1888 - 1974

Diego Suarez

 

Born in Bogotá, Colombia, Suarez began studies in engineering in Bogotá before his family relocated to Italy. He graduated from Accademia di Belle Arti in 1912, and then was hired by Arthur Acton, a well-known English expatriate to work on the revival of the Renaissance garden of his family estate, Villa La Pietra. Through Acton, Suarez obtained commissions to lay out gardens for others in the Anglo-American community, including one for Lewis Einstein at Villa Schifanoia and another for Charles Loeser. In 1914, Suarez was hired by Acton to take International Harvester heir James Deering and his artistic advisor, decorative painter and interior decorator, Paul Chalfin, on a tour of the villas and gardens of Florence. When the three reconnected in the lobby of the Ritz Carlton in New York, the following year, Suarez was invited to design the garden for Deering’s Villa Vizcaya, his most significant landscape design.

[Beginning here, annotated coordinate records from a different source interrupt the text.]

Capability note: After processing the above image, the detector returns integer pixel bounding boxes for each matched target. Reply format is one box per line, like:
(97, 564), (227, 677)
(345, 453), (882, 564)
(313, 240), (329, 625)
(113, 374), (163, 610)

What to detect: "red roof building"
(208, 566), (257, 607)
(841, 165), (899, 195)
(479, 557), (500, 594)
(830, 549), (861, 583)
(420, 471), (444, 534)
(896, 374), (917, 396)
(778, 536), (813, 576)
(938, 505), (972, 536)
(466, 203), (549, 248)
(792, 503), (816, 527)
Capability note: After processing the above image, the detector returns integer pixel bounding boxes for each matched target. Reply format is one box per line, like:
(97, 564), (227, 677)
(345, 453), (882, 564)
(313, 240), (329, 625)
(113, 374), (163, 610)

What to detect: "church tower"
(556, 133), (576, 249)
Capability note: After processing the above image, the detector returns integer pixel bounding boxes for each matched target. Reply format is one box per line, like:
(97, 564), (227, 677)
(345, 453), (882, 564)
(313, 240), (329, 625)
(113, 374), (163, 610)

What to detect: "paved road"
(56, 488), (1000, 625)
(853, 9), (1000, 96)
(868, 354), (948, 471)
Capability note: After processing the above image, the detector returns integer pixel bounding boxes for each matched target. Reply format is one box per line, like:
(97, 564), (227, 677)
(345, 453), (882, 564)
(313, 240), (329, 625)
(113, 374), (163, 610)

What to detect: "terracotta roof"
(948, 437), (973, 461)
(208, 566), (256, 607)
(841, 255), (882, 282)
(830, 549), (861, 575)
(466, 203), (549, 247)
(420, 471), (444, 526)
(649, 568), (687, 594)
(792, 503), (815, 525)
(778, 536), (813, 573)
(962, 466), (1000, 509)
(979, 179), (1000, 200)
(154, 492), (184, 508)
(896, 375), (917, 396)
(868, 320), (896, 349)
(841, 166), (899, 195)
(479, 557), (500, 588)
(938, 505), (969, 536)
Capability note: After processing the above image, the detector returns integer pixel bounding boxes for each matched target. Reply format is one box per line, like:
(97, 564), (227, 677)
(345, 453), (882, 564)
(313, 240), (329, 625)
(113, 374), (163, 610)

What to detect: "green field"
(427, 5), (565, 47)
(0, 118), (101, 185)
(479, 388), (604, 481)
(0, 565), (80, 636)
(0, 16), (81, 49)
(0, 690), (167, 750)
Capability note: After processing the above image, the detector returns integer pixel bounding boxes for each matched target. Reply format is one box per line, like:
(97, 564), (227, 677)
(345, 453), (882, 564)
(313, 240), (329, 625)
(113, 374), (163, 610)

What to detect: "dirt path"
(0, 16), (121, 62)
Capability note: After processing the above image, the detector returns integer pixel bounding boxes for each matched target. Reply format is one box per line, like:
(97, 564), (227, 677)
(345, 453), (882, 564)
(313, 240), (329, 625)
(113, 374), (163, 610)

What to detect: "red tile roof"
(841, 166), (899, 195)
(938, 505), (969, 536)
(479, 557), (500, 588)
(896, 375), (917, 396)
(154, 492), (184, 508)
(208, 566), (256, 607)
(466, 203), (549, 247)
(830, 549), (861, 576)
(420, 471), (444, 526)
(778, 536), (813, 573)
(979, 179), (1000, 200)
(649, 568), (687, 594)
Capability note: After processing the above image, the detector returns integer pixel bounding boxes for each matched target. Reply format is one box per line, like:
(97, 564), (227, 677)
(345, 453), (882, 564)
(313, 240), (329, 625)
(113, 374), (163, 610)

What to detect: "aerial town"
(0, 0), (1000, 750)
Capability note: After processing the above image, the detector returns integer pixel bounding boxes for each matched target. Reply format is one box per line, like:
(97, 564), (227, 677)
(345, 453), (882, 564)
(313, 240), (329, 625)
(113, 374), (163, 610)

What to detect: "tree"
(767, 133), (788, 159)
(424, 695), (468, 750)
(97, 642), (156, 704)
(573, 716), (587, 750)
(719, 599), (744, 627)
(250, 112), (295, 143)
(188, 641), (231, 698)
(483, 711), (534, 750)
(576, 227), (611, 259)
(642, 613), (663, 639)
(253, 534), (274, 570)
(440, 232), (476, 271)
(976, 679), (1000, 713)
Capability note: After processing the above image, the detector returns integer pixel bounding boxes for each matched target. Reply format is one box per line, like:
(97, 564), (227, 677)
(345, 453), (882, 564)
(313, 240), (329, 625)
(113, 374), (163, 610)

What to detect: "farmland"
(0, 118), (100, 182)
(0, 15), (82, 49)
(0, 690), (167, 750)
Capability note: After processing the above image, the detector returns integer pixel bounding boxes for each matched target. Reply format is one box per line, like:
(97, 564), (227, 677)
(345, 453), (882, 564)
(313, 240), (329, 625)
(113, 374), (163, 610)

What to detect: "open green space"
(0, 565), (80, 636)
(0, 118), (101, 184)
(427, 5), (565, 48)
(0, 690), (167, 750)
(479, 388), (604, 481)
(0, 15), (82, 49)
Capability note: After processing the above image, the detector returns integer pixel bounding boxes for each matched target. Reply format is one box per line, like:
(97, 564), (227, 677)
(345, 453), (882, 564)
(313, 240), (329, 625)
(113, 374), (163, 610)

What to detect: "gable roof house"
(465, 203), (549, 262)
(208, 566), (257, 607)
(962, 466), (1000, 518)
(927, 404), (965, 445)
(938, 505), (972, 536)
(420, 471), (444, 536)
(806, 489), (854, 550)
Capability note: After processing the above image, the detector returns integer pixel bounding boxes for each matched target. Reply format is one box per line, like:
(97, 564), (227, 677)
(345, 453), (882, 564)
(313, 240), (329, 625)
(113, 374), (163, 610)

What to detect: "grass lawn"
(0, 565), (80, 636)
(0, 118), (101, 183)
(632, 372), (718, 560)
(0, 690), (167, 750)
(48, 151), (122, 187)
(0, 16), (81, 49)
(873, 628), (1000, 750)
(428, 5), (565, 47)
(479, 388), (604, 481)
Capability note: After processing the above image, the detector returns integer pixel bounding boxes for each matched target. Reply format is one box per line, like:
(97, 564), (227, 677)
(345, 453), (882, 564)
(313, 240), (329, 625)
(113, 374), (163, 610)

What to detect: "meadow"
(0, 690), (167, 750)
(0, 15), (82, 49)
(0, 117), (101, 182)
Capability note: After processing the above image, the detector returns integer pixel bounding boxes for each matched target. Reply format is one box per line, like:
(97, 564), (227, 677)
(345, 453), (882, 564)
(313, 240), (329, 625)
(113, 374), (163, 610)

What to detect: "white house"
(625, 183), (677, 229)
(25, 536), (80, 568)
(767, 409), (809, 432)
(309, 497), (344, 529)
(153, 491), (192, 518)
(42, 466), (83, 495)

Suarez established the principle strategy and design for the gardens of  Villa Vizcaya. Working under Chalfin, who was the leading strategic planner for the project, he adapted French and Italian garden traditions to South Florida’s subtropical ecoregion. Chalfin made most on-site decisions in conjunction with architect, F. Burall Hoffman, Jr., and directed the implementation of Suarez’s garden design. Conflict between Saurez and Chalfin led Saurez to leave the project in 1917. He later served as a press attaché and minister counselor for Colombia in Washington, DC from 1948 to 1952 and counselor to the Colombian delegation to the United Nations.

Diego Suarez, ca. 1920. Historic Photographs Collection. Vizcaya Museum and Gardens Archives.